For those who weren’t able to attend the SMMW 2019 event, I plan to share a few short blogs that you can anticipate in the coming days and weeks, where I’ll be focusing on the sessions that stood out the most to me.
Mark Schaefer’s closing keynote speech from Social Media Marketing World 2019
Flipping things a bit, I’d like to first share what actually came last. It was the closing keynote by Mark Schaefer and although I had never heard Mark speak before, he just blew the audience away. His presentation, “Social Media Reimagined: How to Adapt to a World Without Loyalty,” reviewed how consumer behaviour has deeply changed since marketing began and how marketers need to adapt to today’s reality.
Mark recently launched his 7th book called “Marketing Rebellion: The Most Human Company Wins.” He shared some of his research from the book and did a great job talking about how the consumer has changed. He was also very entertaining and had the audience laughing throughout.
He opened by saying that he keeps hearing from marketers that they are stuck, marketers feel like they’re falling behind, and that marketing doesn’t work like it once did. Yes, people are struggling to keep up with technology, but more importantly our customers have moved ahead of us.
Consumer loyalty is in decline. Only 13% of consumers are loyal today, 87% shop around.
Marketing & advertising in the early 1900 hundreds was easy, he said. Back then ads were advertising as remarkable promises. Eventually many of the ads became lies.
The consumer rebelled. They didn’t want any more lies. The government had to step in and created the FDA & FTC to help protect the consumer.
He went on to say that “a brand is no longer what we tell the consumer it is,” but rather it’s “what consumers tell each other it is.”
The focus has been on TECHNOLOGY, NOT PEOPLE. Today, marketing = all things human. The customer is the marketing department today.
Schaefer went on to explain that marketing used to be mass marketing; today people are organizing themselves into like-minded islands. Some businesses are still trying to beam down their message onto these islands but the people aren’t listening because they’re having too much fun because their friends are there, their families are there, even these people called influencers are there. And that’s who they’re listening to. They may look up once and a while and see these ads, but it just doesn’t work like it used to. Today, 2/3 of your marketing that generates sales is occurring without you!
One of his examples was about Alex Honnold (a North Face athlete) and his great achievement captured in the documentary Free Solo. Alex climbed El Capitan in Yosemite National Park with no ropes and no safety equipment. Schaefer then showed the North Face “What is Madness” reel and said it was the greatest piece of corporate content marketing that he has seen in 5 years. Check it out, it’s only 1 minute and 45 seconds:
The North Face — What is Madness from Thomas Pison on Vimeo.
He asked, “When was the last time you saw a corporate video with people screaming in anguish and crying and bleeding? It’s real.” This video has been seen more than 8 million times. This wasn’t an advertisement, they didn’t place this anywhere; it was simply on YouTube.

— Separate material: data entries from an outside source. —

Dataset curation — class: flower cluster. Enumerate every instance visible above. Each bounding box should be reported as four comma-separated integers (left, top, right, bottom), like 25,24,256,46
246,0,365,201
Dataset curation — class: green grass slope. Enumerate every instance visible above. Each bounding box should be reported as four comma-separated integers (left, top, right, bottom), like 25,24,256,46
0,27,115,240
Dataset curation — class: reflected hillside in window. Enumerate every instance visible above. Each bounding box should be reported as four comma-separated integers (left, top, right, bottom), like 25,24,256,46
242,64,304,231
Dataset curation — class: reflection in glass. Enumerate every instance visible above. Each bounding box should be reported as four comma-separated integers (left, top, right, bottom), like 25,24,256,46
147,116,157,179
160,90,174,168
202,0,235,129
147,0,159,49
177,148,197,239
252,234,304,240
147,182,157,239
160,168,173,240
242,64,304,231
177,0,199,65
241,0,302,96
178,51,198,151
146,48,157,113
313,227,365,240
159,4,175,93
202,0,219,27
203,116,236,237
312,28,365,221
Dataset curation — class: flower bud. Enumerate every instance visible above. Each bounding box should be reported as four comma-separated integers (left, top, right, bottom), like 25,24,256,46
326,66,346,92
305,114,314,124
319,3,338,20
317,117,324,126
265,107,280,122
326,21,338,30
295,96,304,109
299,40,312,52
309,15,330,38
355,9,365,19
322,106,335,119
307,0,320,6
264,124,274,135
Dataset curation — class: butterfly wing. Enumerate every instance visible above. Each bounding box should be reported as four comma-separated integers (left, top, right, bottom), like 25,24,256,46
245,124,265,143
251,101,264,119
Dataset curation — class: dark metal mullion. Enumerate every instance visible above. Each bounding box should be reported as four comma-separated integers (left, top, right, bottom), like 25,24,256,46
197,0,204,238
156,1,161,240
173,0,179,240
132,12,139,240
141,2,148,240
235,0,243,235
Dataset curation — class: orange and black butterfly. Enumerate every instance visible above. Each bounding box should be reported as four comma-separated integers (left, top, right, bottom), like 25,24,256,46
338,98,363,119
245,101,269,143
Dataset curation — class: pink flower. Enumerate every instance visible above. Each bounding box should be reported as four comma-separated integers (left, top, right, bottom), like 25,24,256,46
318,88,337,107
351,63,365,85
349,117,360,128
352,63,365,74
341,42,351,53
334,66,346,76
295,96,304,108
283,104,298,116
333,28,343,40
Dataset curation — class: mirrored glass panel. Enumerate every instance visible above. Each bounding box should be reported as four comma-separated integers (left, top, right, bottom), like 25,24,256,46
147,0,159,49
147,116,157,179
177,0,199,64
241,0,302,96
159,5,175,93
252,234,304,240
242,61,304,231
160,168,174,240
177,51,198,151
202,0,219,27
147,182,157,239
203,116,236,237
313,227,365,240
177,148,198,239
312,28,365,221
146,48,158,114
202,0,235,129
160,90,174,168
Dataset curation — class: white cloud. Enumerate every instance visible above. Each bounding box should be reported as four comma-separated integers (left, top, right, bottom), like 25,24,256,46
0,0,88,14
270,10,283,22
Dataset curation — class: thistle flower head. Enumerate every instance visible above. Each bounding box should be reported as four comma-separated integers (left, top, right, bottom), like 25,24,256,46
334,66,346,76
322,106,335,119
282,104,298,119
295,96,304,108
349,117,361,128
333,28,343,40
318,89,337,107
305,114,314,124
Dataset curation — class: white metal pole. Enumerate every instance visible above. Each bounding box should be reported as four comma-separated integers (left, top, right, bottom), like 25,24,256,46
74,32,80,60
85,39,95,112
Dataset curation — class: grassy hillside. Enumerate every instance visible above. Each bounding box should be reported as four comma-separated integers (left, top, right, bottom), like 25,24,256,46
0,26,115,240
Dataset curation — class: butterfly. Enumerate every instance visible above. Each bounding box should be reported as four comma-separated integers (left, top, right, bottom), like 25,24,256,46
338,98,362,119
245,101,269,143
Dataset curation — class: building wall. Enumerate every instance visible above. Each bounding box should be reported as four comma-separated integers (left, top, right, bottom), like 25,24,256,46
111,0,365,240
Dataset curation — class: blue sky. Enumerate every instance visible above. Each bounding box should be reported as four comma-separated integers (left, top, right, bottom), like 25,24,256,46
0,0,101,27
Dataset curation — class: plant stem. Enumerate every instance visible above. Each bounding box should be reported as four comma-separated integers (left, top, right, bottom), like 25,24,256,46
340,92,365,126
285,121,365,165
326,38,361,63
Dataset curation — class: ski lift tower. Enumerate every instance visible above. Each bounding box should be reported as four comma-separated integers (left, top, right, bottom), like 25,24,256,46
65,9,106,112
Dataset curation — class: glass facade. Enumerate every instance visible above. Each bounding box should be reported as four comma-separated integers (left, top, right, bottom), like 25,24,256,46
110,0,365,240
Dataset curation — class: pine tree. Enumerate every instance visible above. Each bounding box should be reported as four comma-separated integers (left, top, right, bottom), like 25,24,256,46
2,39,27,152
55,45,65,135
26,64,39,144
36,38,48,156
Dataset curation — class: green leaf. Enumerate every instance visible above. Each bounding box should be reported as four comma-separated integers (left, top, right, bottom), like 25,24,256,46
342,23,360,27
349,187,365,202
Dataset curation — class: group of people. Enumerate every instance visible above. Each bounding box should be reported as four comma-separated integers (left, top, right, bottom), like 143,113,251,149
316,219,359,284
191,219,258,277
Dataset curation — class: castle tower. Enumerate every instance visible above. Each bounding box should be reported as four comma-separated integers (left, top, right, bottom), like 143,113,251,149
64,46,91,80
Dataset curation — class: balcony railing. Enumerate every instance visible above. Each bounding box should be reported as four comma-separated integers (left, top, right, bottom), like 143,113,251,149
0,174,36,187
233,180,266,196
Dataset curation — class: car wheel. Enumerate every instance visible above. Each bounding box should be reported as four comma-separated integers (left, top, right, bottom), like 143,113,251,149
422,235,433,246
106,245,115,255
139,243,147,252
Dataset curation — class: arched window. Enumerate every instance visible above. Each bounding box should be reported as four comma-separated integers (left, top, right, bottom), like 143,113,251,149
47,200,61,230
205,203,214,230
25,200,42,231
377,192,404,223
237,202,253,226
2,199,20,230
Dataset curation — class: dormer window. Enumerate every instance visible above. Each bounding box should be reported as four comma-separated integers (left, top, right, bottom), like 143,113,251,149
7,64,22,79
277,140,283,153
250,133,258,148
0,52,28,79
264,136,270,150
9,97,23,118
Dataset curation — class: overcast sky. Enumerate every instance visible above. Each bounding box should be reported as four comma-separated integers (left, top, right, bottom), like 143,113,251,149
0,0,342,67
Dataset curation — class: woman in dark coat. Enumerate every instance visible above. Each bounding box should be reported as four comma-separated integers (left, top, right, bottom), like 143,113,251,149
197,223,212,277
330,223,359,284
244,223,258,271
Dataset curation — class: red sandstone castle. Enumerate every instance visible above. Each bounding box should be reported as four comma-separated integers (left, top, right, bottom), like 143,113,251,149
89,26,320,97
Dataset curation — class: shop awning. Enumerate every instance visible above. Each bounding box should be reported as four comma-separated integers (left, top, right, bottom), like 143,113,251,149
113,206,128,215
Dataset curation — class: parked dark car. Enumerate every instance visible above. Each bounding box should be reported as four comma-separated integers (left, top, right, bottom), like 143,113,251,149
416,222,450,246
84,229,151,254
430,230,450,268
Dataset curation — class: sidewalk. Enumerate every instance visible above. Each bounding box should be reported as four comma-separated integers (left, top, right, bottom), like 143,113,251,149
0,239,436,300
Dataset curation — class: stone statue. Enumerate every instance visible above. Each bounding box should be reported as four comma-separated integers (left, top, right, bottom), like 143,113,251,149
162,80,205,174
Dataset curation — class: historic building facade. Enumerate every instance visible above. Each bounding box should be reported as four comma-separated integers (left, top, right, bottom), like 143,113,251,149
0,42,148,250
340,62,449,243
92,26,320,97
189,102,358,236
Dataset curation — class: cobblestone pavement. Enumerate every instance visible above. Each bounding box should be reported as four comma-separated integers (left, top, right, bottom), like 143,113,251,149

How did North Face get invited to the island? They made the customer the hero, because they truly are. A lot of marketing today is focused on the arc of a brand’s story, “our why.” That’s important, but most customers don’t really care; they care about the arc of THEIR own story. This content was all sourced from personal Instagram and YouTube videos. The customers became the marketers.
Schaefer’s message was clear. Marketers can’t buy our way in; we have to be invited. And the way we do this by being more human.